Sorununun çözümüne katkıda bulunacağı inancıyla Odamızca düzenlenen "GAP ve Sanayi" kongrelerimizden süzülen görüşleri bir kez daha kamuoyunun bilgisine sunuyoruz.
· "Emperyalist senaryolara karşı ülkemizi güçsüz kılan Kürt sorunu kapsamlı bir demokratikleşme çerçevesinde çözülmeli, Anayasa bugün AKP`nin yaptığı gibi değil, emek ve tüm temel demokratik haklar bağlamında değiştirilmeli, toplumdaki eğilimlerin siyaset ve parlamentoda temsili önündeki bütün engeller kaldırılmalıdır.
· Bölgenin ekonomik, sosyal gelişimi ve kalkınmasını sağlayıcı politikalar ivedilikle merkezi, bölgesel ve sektörel planlamaya dayandırılmalı; devlet ve sanayi kesimi bölgeye yatırım yapmama tutumunu gözden geçirmeli; kamu etkin bir şekilde devreye girmeli, kamu harcamaları ciddi bir şekilde artırılmalıdır. Kamu iktisadi işletmeciliği yaşama geçirilmeli, merkezi bir planlama dahilinde kamu eliyle sanayileşme süreci başlatılmalıdır.
· Kalkınma projelerinde rol oynayacak emek ve zengin yeraltı kaynaklarının işlenmeden bölge dışına satılması yanlışına düşülmemeli, bölge emperyalistlerin iştahını kabartacağı bir pazar alanı olmaktan çıkarılmalıdır.

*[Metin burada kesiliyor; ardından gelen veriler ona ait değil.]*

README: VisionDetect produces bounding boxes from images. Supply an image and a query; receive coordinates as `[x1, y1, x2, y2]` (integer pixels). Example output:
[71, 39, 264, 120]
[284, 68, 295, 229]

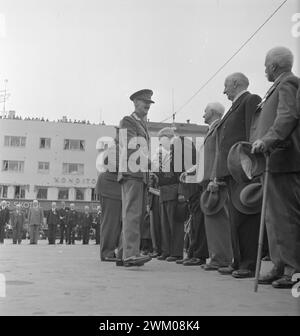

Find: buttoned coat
[215, 91, 261, 178]
[250, 72, 300, 173]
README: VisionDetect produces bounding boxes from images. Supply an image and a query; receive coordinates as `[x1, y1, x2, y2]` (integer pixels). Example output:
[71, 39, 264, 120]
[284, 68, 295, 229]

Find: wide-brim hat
[227, 141, 266, 182]
[129, 89, 154, 104]
[200, 187, 228, 216]
[231, 182, 262, 215]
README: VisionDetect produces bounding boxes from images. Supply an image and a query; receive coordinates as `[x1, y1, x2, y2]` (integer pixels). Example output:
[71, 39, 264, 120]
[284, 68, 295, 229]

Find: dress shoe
[176, 258, 190, 265]
[157, 254, 169, 260]
[166, 257, 181, 262]
[232, 269, 254, 279]
[218, 265, 234, 275]
[272, 275, 296, 288]
[183, 258, 205, 266]
[201, 264, 219, 271]
[258, 267, 283, 285]
[124, 256, 152, 267]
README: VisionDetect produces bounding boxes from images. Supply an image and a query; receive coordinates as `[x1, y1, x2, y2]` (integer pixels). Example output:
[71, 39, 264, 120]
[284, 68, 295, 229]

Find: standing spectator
[67, 203, 78, 245]
[250, 47, 300, 288]
[58, 201, 70, 244]
[94, 205, 102, 245]
[28, 200, 44, 244]
[10, 204, 25, 244]
[81, 205, 93, 245]
[214, 72, 261, 278]
[47, 202, 59, 245]
[0, 201, 9, 244]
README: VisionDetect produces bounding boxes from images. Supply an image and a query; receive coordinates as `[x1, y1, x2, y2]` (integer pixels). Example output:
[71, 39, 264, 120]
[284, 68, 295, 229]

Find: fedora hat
[200, 187, 228, 216]
[129, 89, 154, 104]
[227, 141, 266, 182]
[231, 182, 262, 215]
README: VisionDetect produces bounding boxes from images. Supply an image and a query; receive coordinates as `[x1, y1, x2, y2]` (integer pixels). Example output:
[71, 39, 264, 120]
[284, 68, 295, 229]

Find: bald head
[265, 47, 294, 82]
[203, 102, 225, 125]
[223, 72, 249, 101]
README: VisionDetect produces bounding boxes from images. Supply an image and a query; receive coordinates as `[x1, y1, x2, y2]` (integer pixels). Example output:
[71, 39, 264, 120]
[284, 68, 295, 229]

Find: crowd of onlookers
[0, 200, 101, 245]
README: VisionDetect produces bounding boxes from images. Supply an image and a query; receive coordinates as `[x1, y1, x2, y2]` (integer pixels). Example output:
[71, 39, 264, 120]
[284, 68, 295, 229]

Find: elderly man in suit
[10, 204, 25, 244]
[210, 73, 261, 278]
[47, 202, 59, 245]
[201, 102, 233, 271]
[0, 201, 9, 244]
[118, 89, 154, 266]
[251, 47, 300, 288]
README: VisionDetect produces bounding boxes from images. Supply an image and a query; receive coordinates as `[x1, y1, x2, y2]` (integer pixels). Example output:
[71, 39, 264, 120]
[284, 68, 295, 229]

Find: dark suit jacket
[118, 114, 149, 184]
[0, 208, 9, 224]
[251, 72, 300, 173]
[215, 92, 261, 178]
[10, 211, 25, 228]
[47, 209, 59, 225]
[81, 213, 93, 228]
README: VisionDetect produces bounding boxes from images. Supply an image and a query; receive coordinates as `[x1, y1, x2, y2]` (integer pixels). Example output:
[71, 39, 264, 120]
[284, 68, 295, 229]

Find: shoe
[176, 258, 190, 265]
[123, 256, 152, 267]
[258, 267, 283, 285]
[218, 265, 235, 275]
[201, 264, 219, 271]
[166, 257, 182, 262]
[272, 275, 297, 288]
[183, 258, 205, 266]
[232, 269, 254, 279]
[157, 254, 169, 260]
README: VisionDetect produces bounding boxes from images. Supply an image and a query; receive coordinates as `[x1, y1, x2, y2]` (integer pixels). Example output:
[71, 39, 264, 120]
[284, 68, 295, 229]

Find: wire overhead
[160, 0, 288, 122]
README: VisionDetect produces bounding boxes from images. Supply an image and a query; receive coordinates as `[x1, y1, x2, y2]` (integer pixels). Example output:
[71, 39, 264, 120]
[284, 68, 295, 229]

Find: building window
[58, 188, 69, 200]
[64, 139, 85, 151]
[40, 138, 51, 149]
[15, 186, 26, 199]
[38, 162, 50, 174]
[92, 188, 100, 201]
[4, 135, 26, 147]
[63, 163, 84, 175]
[2, 160, 24, 173]
[75, 188, 84, 201]
[0, 185, 8, 198]
[36, 187, 48, 199]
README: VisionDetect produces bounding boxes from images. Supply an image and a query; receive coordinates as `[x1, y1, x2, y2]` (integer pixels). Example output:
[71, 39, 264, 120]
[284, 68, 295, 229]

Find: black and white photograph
[0, 0, 300, 320]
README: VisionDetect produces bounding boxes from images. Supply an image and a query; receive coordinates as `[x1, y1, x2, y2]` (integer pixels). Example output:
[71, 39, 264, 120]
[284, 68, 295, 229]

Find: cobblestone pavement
[0, 240, 300, 316]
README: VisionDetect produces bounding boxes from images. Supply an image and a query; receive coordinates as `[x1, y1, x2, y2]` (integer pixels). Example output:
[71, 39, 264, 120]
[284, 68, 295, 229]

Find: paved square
[0, 240, 300, 316]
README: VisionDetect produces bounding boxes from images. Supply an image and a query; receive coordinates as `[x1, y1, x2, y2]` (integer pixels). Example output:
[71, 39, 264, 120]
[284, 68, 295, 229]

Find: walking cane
[254, 153, 270, 292]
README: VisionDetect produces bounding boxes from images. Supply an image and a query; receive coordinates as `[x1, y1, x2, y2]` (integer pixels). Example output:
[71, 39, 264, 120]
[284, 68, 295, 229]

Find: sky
[0, 0, 300, 125]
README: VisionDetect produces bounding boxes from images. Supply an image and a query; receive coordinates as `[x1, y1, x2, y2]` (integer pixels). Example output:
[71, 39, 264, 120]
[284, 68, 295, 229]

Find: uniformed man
[47, 202, 59, 245]
[10, 204, 25, 244]
[0, 201, 9, 244]
[81, 205, 93, 245]
[58, 201, 70, 244]
[118, 90, 154, 266]
[67, 203, 78, 245]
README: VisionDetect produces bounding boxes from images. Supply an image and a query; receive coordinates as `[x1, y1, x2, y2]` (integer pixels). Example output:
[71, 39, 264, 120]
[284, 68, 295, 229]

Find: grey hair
[206, 102, 225, 118]
[226, 72, 249, 90]
[266, 47, 294, 71]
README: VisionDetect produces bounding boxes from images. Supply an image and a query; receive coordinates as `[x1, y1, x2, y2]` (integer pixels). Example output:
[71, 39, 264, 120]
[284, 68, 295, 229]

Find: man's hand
[179, 172, 187, 183]
[207, 181, 219, 192]
[251, 139, 266, 153]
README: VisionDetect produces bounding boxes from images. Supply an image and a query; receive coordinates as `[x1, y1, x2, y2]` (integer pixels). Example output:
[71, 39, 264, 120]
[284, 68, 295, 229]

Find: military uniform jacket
[250, 72, 300, 173]
[47, 209, 59, 225]
[118, 113, 149, 184]
[215, 92, 261, 178]
[0, 208, 9, 224]
[10, 211, 25, 228]
[81, 213, 93, 228]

· Tarımda ve köylülükte düzen değiştirilmeli, toplumsal kalkınma ve adil bölüşüm için toprak mülkiyeti yeniden düzenlenmeli, küçük üreticiye destek sağlanmalı, toprak ve tarım reformu yapılmalıdır. Tarımsal sulama için gerekli planlama ve kaynak transferi yapılmalıdır.
· Tarımdaki mevcut dönüşüm sonucu oluşan işsizliğin önlenmesi için ek önlemler alınmalı, işsizliğin yaygın olduğu bölgede istihdama yönelik özel kamu yatırımları yapılmalıdır.
· Zorunlu göçlere maruz kalan köylülerin ön koşulsuz olarak köylerine geri dönüşleri ve üretim sürecine dâhil olmaları sağlanmalı, boşaltılmış köyler ve sınır boyunca mayınlanmış bölgeler temizlenerek organik tarıma açılmalı, çayır-mera alanları oluşturulmalı, hayvancılık teşvik edilmelidir.
· GAP Projesinin ürettiği katma değer, projenin bitirilmesi için kullanılmalıdır.
· Bölgede yaşayan yurttaşların eğitim hizmetlerinden eşit bir şekilde yararlanması sağlanmalı, okur-yazar oranı yükseltilmeli, cinsiyet ayrımcılığının üzerine gidilmelidir.
· Toplumsal refah ve huzurun sağlanması ve sosyal yaşamın barışçıl demokratik bir ortamda tesisi ve ülke demokrasisinin istikrarlı bir zemine oturması için yapısal reformlar gerçekleştirilmeli; silahlar susmalı, koruculuk kaldırılmalı, yaşanan terör ve şiddet politikalarının ortaya çıkardığı tüm olumsuz koşullar ortadan kaldırılmalı, insan hakları ihlalleri durdurulmalı, faili meçhul cinayetler aydınlatılmalıdır."
TMMOB Makina Mühendisleri Odası, toplumsal sorumlulukları doğrultusunda sanayileşmiş, kalkınmış, demokratikleşmiş bir Türkiye için, karanlığa, ayrımcılığa, savaşa, emperyalist çıkarlara karşı ülkemizde, bölgede ve dünyada barışı savunmaya devam edecektir.
Eşitliğin, özgürlüğün, demokrasinin egemen kılındığı bir toplumsal ortam ve başka bir Türkiye mümkündür. Savaşsız, işgalsiz, sömürüsüz başka bir dünyayı mümkün kılmak ellerimizdedir!
1 Eylül Dünya Barış Günü`nü bu bilinçle kutluyor, meslektaşlarımızı ve kamuoyunu bu özlemlere duyarlı olmaya çağırıyoruz.